I had another clear out of my wardrobe tonight, because I put on my "skinny jeans", the jeans I haven't been able to fit in since first year at University, but held on to for the perverse reason that one day it may well be possible that I'd fit in to them again, and they were my very favourite jeans ever and... they don't fit. They're TOO BIG. They're hideously large, in fact. Hanging off me. They look like clown trousers. I should have been doing a happy dance - I'm skinnier than my skinny jeans, for God's sake. But this made me sad.

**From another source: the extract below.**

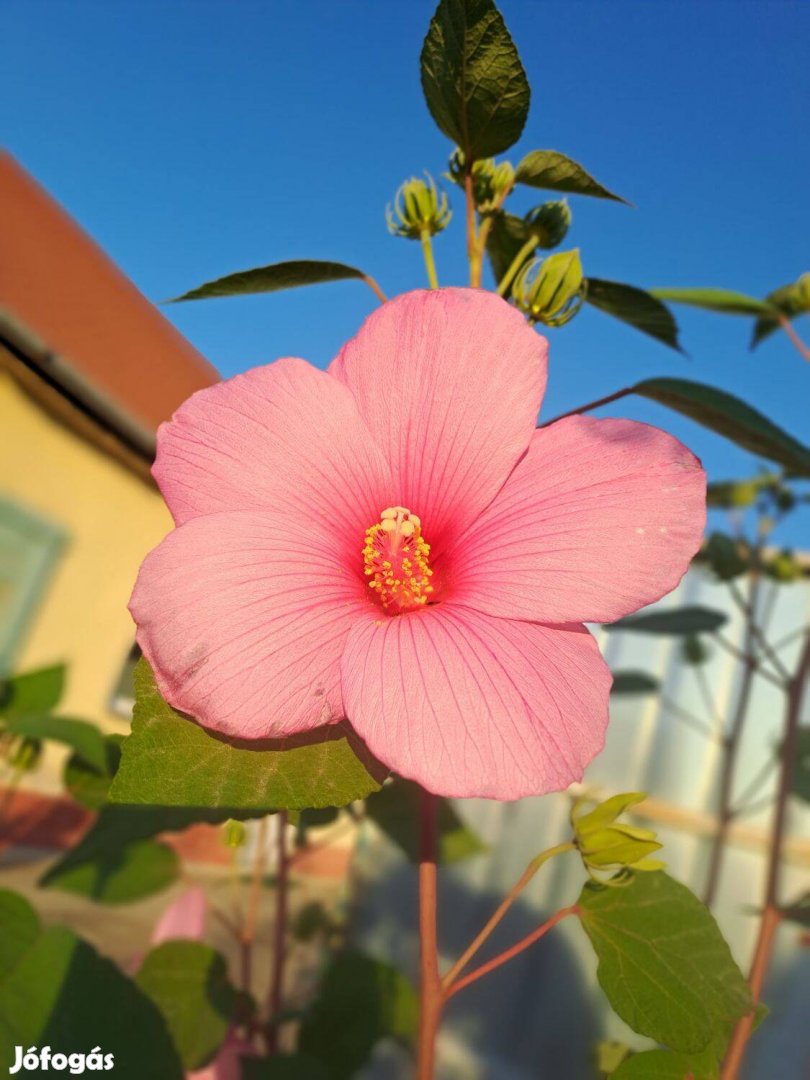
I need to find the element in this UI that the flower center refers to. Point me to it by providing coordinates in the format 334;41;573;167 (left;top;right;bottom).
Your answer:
363;507;433;615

I'm so very very bad at throwing things out. I'm doing it a bit at a time. All the icky clothes I've held on to for various reasons over the years, that have been sitting in Dublin waiting for my return, lurking like ghosts of wardrobes past. I have one of those brains that immediately imprints situations and emotions on inanimate objects, meaning things are drenched and stained with associations, and to throw them away feels to me like I'm throwing away that moment, that memory. It's ridiculous. It has to stop.

So tonight, among many other bits and bobs, I threw away the following: my skinny jeans, in which I kissed the only boy I kissed in first year of University (yes, Moo, I mean Richard. Shut up.); the shirt I was wearing when I got my tattoo last summer; the top from Bennetton I bought with my first paycheque from the first proper job I got after leaving University; the blue shirt I used to wear to work in Edinburgh on the days I woke up and felt like crying; the hospital scrubs I wore for an entire Girl Guide camp, and also wore every time I helped anyone redecorate.

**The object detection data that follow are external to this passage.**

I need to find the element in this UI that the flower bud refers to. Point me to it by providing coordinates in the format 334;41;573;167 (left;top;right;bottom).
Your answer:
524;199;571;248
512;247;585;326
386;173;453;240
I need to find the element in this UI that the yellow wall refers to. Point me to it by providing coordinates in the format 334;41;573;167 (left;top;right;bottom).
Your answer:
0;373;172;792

(In fact, the only thing to survive the cull is the pink t-shirt I was wearing the first time I kissed He Who Only... I don't like that t-shirt, it's rubbish and has a picture of a cat with a bow on it's head, but I can't quite bring myself to chuck it. Not just yet.)

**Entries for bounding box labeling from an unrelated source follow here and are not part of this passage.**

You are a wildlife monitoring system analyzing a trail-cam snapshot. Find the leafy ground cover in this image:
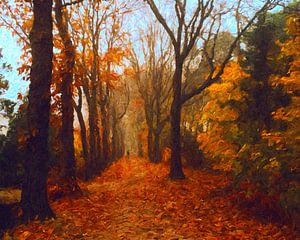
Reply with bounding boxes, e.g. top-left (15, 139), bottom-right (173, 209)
top-left (4, 157), bottom-right (297, 240)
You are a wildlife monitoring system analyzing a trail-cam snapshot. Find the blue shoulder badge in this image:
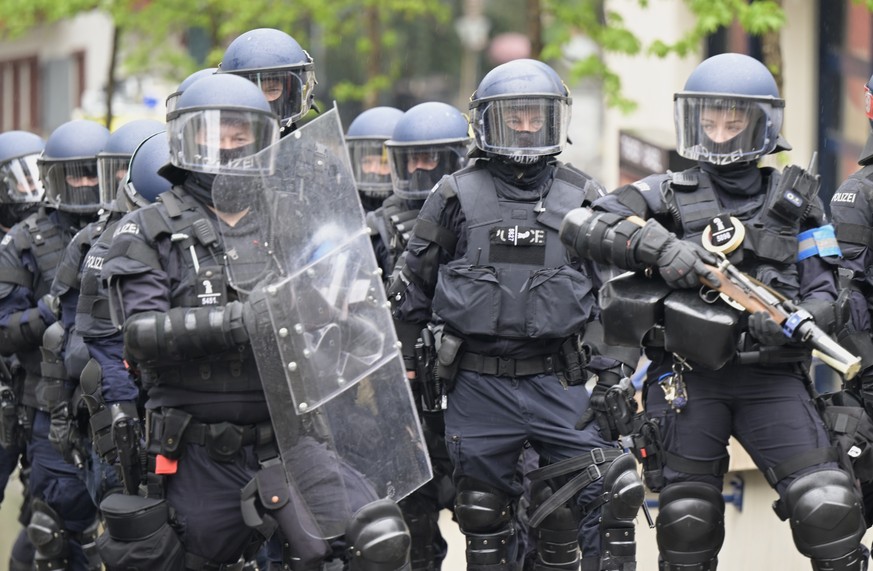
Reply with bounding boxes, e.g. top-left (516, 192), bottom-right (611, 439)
top-left (797, 224), bottom-right (842, 262)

I was tempted just to move all that stuff to the spare room, let it lurk in the wardrobe there for a while, see if I noticed the difference, or the memories started to magically fade, like Michael J Fox's hand in Back To The Future, and then I could run in and rescue them, and it'd all be fine. But then I realised that's a sign of mental illness, and so they're all in an orange bag in the hallway waiting to be picked up by charidee. Yes, even the paint splattered hospital scrubs. Someone will love them, I'm sure.